Turtle Pond runs along the lawn's southern edge and is worth a stop if you have kids or just want a quieter spot to sit.
If you're planning a picnic, this is one of the most popular spots in the park to do it. Browse picnic options if you want something set up when you arrive.
Belvedere Castle sits just to the west and is worth a visit before or after.
History
The Great Lawn wasn't part of the original plan for Central Park. The space was occupied by the Croton Reservoir, a rectangular holding tank constructed in 1842.
When a new water tunnel made it obsolete in 1917, the reservoir was drained in 1931, and during the Great Depression the emptied space became temporary shelter for displaced residents, along with surplus materials left over from the construction of Rockefeller Center. What to do with the space became a prolonged civic debate, with proposals ranging from a war memorial to an opera house to underground parking. Ultimately, the Great Lawn was completed in 1937.
Concerts
The New York Philharmonic and the Metropolitan Opera have held free annual concerts here since the late 1960s, and the lawn has hosted some of the largest crowds in the city's history: Simon and Garfunkel's 1981 reunion concert drew an estimated 500,000 people, a 1982 No Nukes rally featured James Taylor, Bruce Springsteen, and Linda Ronstadt, and a 1986 Philharmonic concert conducted by Zubin Mehta drew an estimated 800,000. Since 2012, the annual Global Citizen Festival has brought around 60,000 people here each September to raise funds for global poverty initiatives.

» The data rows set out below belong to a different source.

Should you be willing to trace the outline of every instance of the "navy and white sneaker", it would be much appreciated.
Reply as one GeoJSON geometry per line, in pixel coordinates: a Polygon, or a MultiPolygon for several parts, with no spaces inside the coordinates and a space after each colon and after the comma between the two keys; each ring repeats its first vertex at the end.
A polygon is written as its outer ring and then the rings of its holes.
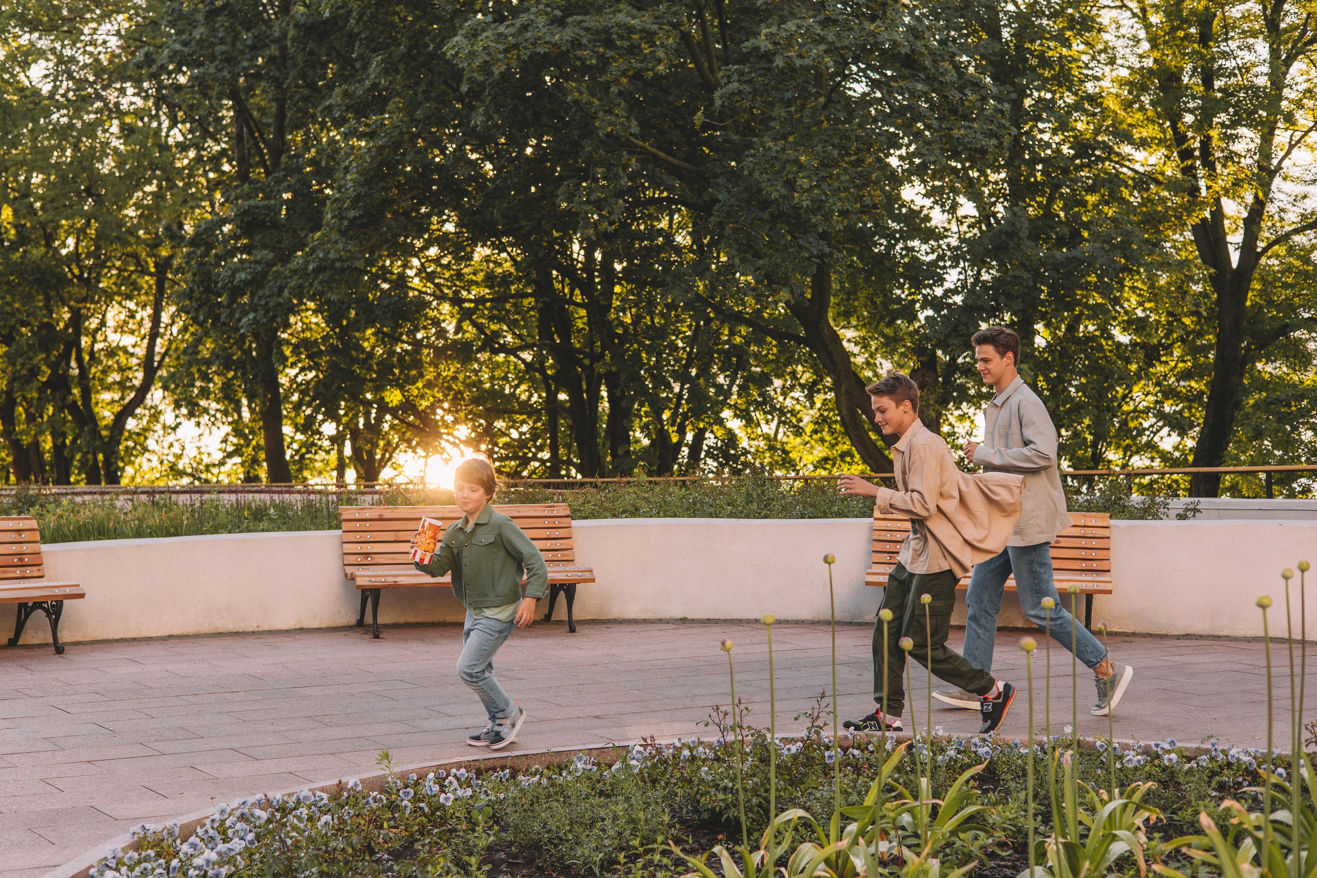
{"type": "Polygon", "coordinates": [[[1010,683],[1001,683],[997,692],[997,698],[980,698],[979,711],[982,715],[984,724],[979,728],[980,735],[986,735],[988,732],[996,732],[1001,721],[1006,719],[1006,711],[1010,710],[1010,703],[1015,700],[1015,687],[1010,683]]]}
{"type": "Polygon", "coordinates": [[[494,724],[490,723],[479,732],[471,732],[466,736],[466,742],[471,746],[489,746],[490,738],[494,737],[494,724]]]}
{"type": "Polygon", "coordinates": [[[500,720],[494,721],[494,729],[490,732],[490,749],[502,750],[504,746],[516,740],[516,733],[522,731],[522,723],[525,721],[525,711],[516,702],[512,702],[512,712],[500,720]]]}
{"type": "Polygon", "coordinates": [[[1115,673],[1110,677],[1105,679],[1101,677],[1093,678],[1097,683],[1097,704],[1089,711],[1093,716],[1106,716],[1110,713],[1112,708],[1121,703],[1125,690],[1129,688],[1130,681],[1134,679],[1134,669],[1129,665],[1112,662],[1112,667],[1115,673]]]}
{"type": "MultiPolygon", "coordinates": [[[[884,728],[882,711],[876,710],[868,716],[861,716],[857,720],[847,720],[842,723],[842,728],[851,732],[881,732],[884,728]]],[[[902,728],[900,716],[888,717],[886,729],[889,732],[900,732],[902,728]]]]}

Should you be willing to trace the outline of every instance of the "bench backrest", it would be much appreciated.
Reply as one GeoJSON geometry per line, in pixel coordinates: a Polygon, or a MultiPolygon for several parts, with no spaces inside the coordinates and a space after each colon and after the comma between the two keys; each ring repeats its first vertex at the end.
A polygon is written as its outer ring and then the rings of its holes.
{"type": "MultiPolygon", "coordinates": [[[[531,537],[551,565],[576,561],[572,542],[572,509],[565,503],[494,505],[531,537]]],[[[410,542],[421,519],[449,527],[462,520],[456,505],[345,505],[342,519],[342,566],[412,569],[410,542]]],[[[352,578],[349,575],[349,578],[352,578]]]]}
{"type": "MultiPolygon", "coordinates": [[[[1109,579],[1112,517],[1105,512],[1071,512],[1069,516],[1073,524],[1062,530],[1052,544],[1052,570],[1056,578],[1109,579]]],[[[909,519],[874,512],[873,570],[889,573],[897,565],[901,542],[909,532],[909,519]]]]}
{"type": "Polygon", "coordinates": [[[0,517],[0,579],[41,579],[45,575],[37,520],[26,515],[0,517]]]}

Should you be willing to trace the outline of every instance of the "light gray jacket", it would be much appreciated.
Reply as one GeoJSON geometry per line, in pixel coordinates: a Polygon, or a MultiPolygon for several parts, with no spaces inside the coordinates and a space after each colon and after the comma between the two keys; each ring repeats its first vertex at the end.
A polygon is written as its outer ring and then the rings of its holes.
{"type": "Polygon", "coordinates": [[[984,473],[1025,477],[1023,508],[1006,545],[1051,542],[1071,527],[1056,469],[1056,428],[1023,379],[1017,376],[984,407],[984,441],[975,449],[975,463],[984,473]]]}

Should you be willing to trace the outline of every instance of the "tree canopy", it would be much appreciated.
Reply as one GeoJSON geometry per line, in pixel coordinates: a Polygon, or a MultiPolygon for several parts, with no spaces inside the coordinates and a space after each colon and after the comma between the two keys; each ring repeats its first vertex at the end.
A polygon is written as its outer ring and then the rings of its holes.
{"type": "Polygon", "coordinates": [[[992,324],[1069,466],[1317,463],[1312,0],[7,0],[0,39],[9,480],[881,471],[864,387],[969,438],[992,324]]]}

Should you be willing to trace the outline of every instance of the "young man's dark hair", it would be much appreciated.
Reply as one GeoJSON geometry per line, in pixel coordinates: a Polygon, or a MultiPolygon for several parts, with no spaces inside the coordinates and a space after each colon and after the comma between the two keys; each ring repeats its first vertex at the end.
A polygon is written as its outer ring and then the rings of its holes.
{"type": "Polygon", "coordinates": [[[1010,354],[1013,357],[1011,363],[1019,367],[1019,336],[1015,334],[1014,329],[1006,329],[1005,326],[988,326],[986,329],[980,329],[975,333],[975,337],[969,340],[969,344],[977,348],[979,345],[992,345],[992,349],[997,351],[998,357],[1005,357],[1010,354]]]}
{"type": "Polygon", "coordinates": [[[892,371],[882,380],[876,380],[864,388],[869,396],[886,396],[897,405],[910,400],[910,408],[919,411],[919,386],[910,380],[909,375],[892,371]]]}

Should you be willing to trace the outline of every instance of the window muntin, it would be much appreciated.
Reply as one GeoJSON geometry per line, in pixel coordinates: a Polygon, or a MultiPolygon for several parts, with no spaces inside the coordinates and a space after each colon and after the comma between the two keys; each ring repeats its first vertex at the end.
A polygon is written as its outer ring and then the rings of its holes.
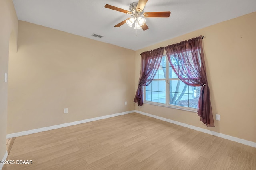
{"type": "MultiPolygon", "coordinates": [[[[178,61],[176,61],[176,63],[174,66],[183,64],[178,61]]],[[[148,86],[144,87],[144,102],[195,110],[198,105],[201,87],[185,84],[180,80],[170,65],[166,55],[164,55],[154,80],[148,86]]]]}

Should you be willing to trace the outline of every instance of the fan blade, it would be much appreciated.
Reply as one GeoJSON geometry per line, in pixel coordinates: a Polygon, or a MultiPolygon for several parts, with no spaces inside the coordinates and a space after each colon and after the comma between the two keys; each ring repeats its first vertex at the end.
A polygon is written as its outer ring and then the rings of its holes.
{"type": "Polygon", "coordinates": [[[122,25],[123,25],[125,23],[126,23],[126,20],[129,20],[129,19],[130,19],[130,18],[127,18],[127,19],[122,21],[122,22],[121,22],[120,23],[118,23],[118,24],[117,24],[116,25],[115,25],[115,27],[119,27],[120,26],[122,25]]]}
{"type": "Polygon", "coordinates": [[[145,23],[142,26],[141,26],[140,27],[141,27],[141,28],[142,29],[143,31],[146,30],[148,29],[148,25],[147,25],[147,24],[146,24],[146,23],[145,23]]]}
{"type": "Polygon", "coordinates": [[[128,13],[130,13],[130,12],[129,11],[127,11],[125,10],[124,10],[123,9],[120,8],[118,7],[116,7],[115,6],[112,6],[112,5],[108,5],[108,4],[106,4],[105,6],[105,8],[107,8],[113,10],[115,10],[117,11],[119,11],[120,12],[124,12],[125,14],[127,14],[128,13]]]}
{"type": "Polygon", "coordinates": [[[169,17],[170,15],[171,15],[170,11],[147,12],[143,14],[145,17],[169,17]]]}
{"type": "Polygon", "coordinates": [[[139,12],[142,12],[148,0],[139,0],[136,7],[136,10],[139,12]]]}

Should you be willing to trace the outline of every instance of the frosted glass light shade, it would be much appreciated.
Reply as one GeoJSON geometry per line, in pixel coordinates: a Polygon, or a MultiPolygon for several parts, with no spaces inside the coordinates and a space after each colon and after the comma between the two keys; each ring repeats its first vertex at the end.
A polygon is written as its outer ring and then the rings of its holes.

Restoration and Stewardship
That kind of sustained, intensive use takes a toll. By the 1980s the lawn had deteriorated so badly it was known as the Great Dust Bowl, and the Central Park Conservancy completed a full restoration in 1997. The challenge is ongoing: heavy rain during the September 2023 Global Citizen Festival, combined with heavy equipment and intense foot traffic on saturated ground, fully destroyed a third of the lawn and forced a closure through the following April. Global Citizen covered the full cost of repairs, and the lawn reopened on schedule in spring 2024.
Today the Great Lawn remains one of the most intensively managed lawns in the city, and one of the few places where 55 acres of open grass and the Manhattan skyline exist in the same view.